Step 1: Get the Commercial Learners Permit (CLP)
A Commercial Learners Permit (CLP) is a permit that only authorizes you to practice on public roads with a qualified CDL holder sitting next to you. Getting the permit involves more than just passing all the knowledge tests for the type of driving you want to do. To make sure that you are eligible your driving record is checked for the last 10 years in all 50 states and the District of Columbia. You need to bring in the proof that your state accepts to show that you are medically qualified. Most types of commercial driving require a DOT medical card, requiring a DOT physical. Your state may require specific documents it wants to see to prove your name and proof of residency. There are fees for getting the CLP. Reading and following the instructions in your state’s CDL Manual streamlines the process.
Step 2: Get the Commercial Driver’s License (CDL)
You are required to possess the CLP for 14 days before taking the Skills Test. Some states require the successful completion of CDL training prior to testing.
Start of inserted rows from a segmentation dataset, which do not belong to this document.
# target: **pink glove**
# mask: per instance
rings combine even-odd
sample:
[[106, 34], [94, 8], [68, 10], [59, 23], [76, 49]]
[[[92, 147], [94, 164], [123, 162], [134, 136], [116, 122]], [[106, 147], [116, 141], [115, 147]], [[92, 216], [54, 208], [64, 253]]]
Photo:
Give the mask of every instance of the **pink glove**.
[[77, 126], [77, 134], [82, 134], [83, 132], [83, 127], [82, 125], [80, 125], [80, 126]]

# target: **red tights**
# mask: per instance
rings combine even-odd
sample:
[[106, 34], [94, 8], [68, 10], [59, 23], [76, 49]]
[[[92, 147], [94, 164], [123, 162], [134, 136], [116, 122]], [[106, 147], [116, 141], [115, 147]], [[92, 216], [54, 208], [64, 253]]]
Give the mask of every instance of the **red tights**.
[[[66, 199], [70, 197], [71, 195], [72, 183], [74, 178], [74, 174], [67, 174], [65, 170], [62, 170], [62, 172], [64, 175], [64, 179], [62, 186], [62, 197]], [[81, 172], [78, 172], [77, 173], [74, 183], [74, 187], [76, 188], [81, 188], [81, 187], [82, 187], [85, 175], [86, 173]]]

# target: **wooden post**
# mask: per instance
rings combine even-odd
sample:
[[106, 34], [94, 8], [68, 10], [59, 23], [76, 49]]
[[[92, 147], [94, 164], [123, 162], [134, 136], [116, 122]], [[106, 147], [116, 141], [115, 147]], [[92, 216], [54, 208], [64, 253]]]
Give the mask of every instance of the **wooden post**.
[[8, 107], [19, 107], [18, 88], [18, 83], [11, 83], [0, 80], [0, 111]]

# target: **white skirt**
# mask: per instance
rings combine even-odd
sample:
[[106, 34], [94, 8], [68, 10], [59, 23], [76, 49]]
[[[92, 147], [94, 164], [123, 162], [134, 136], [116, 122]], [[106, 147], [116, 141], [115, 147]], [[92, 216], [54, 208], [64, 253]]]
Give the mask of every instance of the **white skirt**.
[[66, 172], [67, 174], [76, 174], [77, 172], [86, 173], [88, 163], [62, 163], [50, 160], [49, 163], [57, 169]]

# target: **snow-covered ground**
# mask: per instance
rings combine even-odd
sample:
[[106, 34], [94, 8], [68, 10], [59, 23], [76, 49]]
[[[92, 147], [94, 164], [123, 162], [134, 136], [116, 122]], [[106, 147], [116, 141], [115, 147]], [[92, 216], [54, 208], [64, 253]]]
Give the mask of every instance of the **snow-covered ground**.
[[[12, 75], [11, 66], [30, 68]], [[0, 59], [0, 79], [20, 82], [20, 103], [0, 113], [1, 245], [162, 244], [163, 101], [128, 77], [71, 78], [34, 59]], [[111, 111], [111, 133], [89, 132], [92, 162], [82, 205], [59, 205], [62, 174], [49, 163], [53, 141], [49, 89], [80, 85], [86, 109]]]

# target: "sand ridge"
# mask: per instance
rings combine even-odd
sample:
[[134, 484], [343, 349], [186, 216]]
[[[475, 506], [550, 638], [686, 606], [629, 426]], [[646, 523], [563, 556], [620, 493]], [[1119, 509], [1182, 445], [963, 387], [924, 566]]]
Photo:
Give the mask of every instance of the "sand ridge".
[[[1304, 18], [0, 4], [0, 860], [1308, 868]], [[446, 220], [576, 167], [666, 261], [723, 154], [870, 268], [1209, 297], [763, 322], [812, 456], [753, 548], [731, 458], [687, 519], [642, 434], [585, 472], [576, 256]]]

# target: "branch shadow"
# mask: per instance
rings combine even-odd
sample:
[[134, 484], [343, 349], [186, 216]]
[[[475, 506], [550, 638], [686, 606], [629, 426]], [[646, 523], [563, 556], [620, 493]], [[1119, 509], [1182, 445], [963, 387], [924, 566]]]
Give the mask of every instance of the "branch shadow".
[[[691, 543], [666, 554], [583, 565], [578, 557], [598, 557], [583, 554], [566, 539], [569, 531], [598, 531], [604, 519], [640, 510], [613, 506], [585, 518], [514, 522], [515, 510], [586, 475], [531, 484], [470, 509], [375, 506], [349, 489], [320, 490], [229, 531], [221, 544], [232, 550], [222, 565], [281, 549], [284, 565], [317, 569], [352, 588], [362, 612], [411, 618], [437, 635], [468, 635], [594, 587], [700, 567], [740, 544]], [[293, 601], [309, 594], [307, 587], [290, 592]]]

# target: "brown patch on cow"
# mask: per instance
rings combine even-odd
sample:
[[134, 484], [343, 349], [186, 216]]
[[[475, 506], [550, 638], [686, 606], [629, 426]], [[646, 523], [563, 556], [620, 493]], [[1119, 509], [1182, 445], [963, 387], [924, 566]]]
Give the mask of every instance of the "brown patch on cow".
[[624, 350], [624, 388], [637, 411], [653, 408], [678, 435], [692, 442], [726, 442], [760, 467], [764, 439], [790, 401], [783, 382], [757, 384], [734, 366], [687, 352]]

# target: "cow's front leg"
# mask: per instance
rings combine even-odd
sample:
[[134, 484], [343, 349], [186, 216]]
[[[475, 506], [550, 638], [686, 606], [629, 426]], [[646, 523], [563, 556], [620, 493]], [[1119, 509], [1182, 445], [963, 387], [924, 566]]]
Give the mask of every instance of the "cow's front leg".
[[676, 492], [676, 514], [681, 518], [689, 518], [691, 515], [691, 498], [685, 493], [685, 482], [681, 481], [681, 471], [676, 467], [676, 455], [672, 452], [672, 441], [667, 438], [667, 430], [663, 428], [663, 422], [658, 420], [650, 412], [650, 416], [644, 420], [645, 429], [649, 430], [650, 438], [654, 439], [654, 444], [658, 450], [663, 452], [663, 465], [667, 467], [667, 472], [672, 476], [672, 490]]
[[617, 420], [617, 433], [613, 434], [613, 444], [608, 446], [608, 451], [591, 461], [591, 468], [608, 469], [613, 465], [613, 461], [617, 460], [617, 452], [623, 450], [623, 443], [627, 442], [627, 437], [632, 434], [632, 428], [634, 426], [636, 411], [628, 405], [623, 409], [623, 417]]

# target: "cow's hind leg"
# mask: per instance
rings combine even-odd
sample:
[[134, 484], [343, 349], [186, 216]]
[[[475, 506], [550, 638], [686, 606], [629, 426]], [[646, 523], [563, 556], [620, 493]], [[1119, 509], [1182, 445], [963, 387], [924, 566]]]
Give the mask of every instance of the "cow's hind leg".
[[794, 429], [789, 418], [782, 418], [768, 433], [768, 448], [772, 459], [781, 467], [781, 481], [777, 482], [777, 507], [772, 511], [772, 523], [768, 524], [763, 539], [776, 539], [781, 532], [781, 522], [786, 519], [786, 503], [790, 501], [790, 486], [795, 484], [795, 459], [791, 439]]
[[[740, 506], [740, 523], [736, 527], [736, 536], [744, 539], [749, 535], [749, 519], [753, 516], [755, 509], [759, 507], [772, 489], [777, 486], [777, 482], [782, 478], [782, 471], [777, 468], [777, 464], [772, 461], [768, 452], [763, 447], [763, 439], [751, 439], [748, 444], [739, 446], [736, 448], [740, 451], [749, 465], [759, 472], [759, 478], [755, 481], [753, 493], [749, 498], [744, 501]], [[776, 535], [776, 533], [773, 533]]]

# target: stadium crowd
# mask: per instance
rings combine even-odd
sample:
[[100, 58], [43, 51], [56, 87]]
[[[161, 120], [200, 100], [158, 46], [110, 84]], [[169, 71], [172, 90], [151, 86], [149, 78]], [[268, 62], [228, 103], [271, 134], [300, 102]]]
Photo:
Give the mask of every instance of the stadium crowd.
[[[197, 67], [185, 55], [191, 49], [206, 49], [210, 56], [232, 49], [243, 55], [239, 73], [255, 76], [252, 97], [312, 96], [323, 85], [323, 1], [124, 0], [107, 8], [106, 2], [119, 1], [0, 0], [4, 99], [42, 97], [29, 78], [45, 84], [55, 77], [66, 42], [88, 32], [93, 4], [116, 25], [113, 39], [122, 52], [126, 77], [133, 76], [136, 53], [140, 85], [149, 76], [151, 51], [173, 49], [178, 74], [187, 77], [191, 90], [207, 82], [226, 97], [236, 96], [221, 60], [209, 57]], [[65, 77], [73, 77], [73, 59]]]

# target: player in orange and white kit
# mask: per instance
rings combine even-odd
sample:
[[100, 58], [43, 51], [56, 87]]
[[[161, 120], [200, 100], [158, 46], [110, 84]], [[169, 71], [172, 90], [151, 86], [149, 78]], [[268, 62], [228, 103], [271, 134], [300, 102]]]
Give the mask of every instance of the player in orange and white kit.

Regardless it is highly recommended that you practice the inspection tests and maneuvers in the CDL Manual that you will be tested on with a qualified individual before showing up for the test. You must pass all 3 parts of the Skills Test: the Vehicle Inspection Test, the Basic Controls Test, and the Road Test. Your state may even allow you to use their “training aid” to help you remember items on the vehicle inspection checklist. Taking the Skills test is no guarantee that you will pass.
Once you have passed the Skills Test you need to take the documentation to the counter for processing. Some states will give you the CDL that same day, while others send it to you in the mail. Regardless make sure that everything is correct before you leave the counter. It can be costly and embarrassing if you find a mistake later.
Instructor Kathy Everett is the School Bus Safety and Training Supervisor for the Worcester Public Schools Transportation Department. Kathy has been a licensed and certified school bus instructor in Massachusetts for more than seventeen years and has successfully trained hundreds of successful school bus drivers. Kathy holds a Class A CDL with P and S endorsements and air brake certification to complement her school bus instructor certification.